时空行为检测任务实际是一个交互建模的任务,大多数的行为是在和环境互动。很多研究是用attention mechanism,有人提出了Temporal Relation Network(TRN),学习帧间的依赖,或者说,interaction between entities from相邻帧。其它的方法进一步,不仅建模temporal,也建模spatial interactions between different entities from the same frame. 然而,选择什么entities来model interactions也是因model而异的,不只用human features,也有人用background information来model interactions between the person in the frame and context. 选择crop persons' features,但是不抛弃剩下的background features,这样提供了丰富的信息,但是,可能会引入很多噪音。也有人尝试be more selective about the features to use. 有人首先pass the video frames through an object detecotr, crop both the object and person features,model它们的interactions。interaction的额外的层,提供了更好的representations than 单独的human interaction modeling models,能够helps with classes related to objects such as "work on a computer",然而,当目标太小没有检测到或者没有出现在frame中的时候,这些方法会fall short。
很多最近的action detection frameworks仅用RGB features,也有人用光流来获取motion,有人用inception-like model来concatenates RGB和flow features at the Mixed4b layer ,然而也有人用I3D 网络来分别得到RGB和flow features,然后在action classifier之前,concatenate两个模态。作者提出的bi-modal方法,用了 visual and skeleton-based features ,每个modality计算一系列的interactions including person、object、and hands before being fused。一个temporal interaction module用在fused features上,来学习global information regarding neighboring frames.
Methods: HIT由RGB和pose subnetwork组成,每个旨在学习persions interactions with their surroundings by focusing on the key entities that drive most of our actions。在融合了两个sub-networks的输出之后,进一步通过looking at cached features from past and future frames,model how actions evolve in time。这样全面的活动的理解方案能够帮助实现更好的行为检测性能。几个步骤:entity selection、RGB modality、pose modality、Attentive Fusion Module(AFM)、Temporal Interaction Module.

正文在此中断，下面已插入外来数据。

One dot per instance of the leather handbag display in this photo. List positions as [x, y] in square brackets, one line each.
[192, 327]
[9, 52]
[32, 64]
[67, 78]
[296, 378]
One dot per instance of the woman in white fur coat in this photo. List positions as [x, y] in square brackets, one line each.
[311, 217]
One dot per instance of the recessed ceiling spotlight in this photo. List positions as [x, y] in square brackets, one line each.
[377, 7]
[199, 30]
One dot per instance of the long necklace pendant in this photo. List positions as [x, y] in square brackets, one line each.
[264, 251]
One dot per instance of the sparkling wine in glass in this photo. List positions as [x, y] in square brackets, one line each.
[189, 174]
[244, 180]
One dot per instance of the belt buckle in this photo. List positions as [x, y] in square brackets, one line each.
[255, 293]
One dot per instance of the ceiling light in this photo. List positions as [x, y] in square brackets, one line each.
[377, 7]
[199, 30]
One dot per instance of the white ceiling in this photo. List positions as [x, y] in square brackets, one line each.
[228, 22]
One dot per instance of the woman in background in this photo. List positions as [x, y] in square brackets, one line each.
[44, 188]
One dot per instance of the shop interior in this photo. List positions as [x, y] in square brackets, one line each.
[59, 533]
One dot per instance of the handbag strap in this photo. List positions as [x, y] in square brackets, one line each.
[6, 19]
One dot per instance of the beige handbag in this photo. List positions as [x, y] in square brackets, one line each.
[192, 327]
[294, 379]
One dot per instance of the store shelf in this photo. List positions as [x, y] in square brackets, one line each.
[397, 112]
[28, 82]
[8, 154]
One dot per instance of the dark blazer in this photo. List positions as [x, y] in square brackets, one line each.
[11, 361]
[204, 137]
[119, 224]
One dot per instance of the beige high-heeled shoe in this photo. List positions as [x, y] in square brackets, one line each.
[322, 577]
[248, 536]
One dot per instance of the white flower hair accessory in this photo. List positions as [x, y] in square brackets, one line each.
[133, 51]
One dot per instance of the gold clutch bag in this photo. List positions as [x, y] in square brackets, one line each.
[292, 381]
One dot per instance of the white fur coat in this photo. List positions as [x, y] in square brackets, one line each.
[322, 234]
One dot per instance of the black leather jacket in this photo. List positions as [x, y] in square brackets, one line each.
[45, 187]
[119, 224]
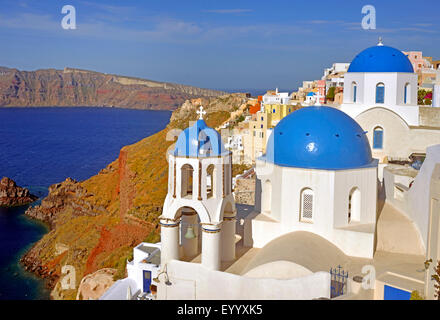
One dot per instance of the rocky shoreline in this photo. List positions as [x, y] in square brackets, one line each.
[12, 195]
[94, 224]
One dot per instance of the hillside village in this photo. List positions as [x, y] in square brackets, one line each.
[339, 176]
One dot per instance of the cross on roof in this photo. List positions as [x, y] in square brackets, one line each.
[380, 42]
[201, 113]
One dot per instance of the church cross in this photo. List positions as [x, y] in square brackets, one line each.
[201, 113]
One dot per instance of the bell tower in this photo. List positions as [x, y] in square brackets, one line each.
[199, 189]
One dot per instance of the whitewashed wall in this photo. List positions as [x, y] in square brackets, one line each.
[193, 281]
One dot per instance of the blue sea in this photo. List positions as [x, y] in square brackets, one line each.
[43, 146]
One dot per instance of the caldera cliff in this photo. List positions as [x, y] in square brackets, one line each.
[12, 195]
[96, 223]
[75, 87]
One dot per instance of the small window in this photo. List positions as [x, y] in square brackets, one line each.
[407, 92]
[354, 85]
[378, 138]
[307, 205]
[380, 93]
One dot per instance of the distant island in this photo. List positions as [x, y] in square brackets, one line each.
[76, 87]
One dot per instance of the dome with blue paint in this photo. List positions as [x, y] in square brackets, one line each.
[199, 140]
[381, 58]
[319, 138]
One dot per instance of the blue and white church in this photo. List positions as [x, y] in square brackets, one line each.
[380, 93]
[325, 197]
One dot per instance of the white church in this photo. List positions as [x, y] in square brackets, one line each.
[328, 198]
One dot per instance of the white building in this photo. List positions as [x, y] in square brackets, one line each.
[381, 76]
[141, 274]
[336, 68]
[276, 98]
[311, 181]
[320, 202]
[380, 93]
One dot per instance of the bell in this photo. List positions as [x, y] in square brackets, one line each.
[190, 233]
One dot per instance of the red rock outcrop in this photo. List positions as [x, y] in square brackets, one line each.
[12, 195]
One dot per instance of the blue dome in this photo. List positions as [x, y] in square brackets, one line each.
[381, 59]
[319, 138]
[199, 140]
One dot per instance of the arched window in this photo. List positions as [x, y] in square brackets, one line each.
[407, 94]
[267, 197]
[210, 181]
[354, 205]
[354, 91]
[307, 205]
[380, 93]
[378, 138]
[186, 183]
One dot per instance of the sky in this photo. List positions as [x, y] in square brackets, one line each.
[215, 44]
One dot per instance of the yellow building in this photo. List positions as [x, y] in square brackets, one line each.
[276, 112]
[255, 137]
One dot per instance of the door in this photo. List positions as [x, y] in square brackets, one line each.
[391, 293]
[147, 281]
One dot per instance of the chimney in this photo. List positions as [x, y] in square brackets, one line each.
[436, 96]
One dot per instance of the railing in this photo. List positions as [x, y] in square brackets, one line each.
[338, 284]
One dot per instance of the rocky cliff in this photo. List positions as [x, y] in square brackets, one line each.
[74, 87]
[96, 223]
[12, 195]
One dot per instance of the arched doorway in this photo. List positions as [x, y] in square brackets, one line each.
[380, 93]
[354, 205]
[267, 197]
[407, 94]
[186, 181]
[210, 181]
[378, 138]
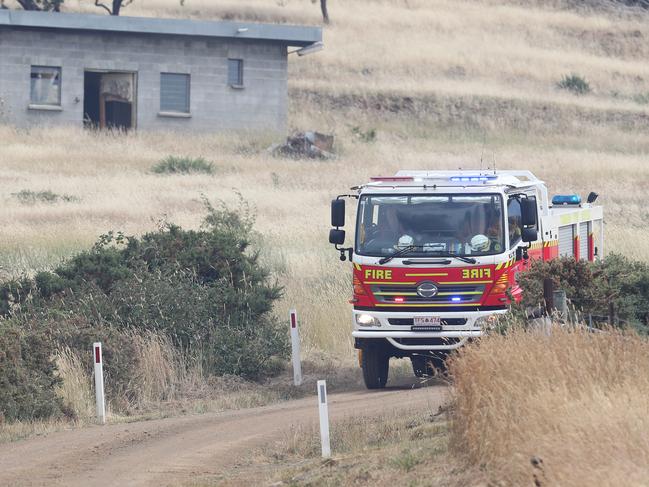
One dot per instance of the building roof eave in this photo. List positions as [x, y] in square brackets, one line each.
[291, 35]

- entity selection: HIT由两个mirroring modalities with distinct modules组成,来学习不同类型的interactions。Human actions大部分基于它们的pose、hand movements和interactions with their surroundings。基于这些观察,选择human poses 和hands bboxes作为模型的entities along with object and person bboxes。用Detectron for human pose detection,然后create a bbox 包围location of the person's hands. 用 Faster-RCNN 来计算object bbox proposals。 Video feature extractor是一个 3D CNN backbone。pose encoder是一个轻量的spatial transformer,用ROIAlign 来trim video features,来抽取person、hands和object features。
- RGB branch:RGB branch包含3个components,每个包含一系列的操作,来学习目标person的特定的信息。这个object和hands interaction modules model person-object and person-hands interaction。person interaction moduel 学习当前帧之间的persons的interaction。在每个interaction unit 的heart,是要给cross-atttentin computation,这个query是target person(or the output of the previous unit), key and value are derived from the objects, or hands features,depending on which moduele we are at. it is like asking "how can these particular features help detect what the target person is doing?",公式如下: \[F_{rgb}=(A(\mathcal{P})\to z_{r}\to A(\mathcal{O})\to z_{r}\to A(\mathcal{H})\to z_{r})\\A(*)=softmax(\frac{w_q(\widetilde{P})\times w_k(*)}{\sqrt{d_r}})\times w_v(*)\\z_{r}=\sum_{b}A(b)\times softmax(\theta_{b}),b\in(\widetilde{P},\mathcal{O},\mathcal{H},\mathcal{M})\]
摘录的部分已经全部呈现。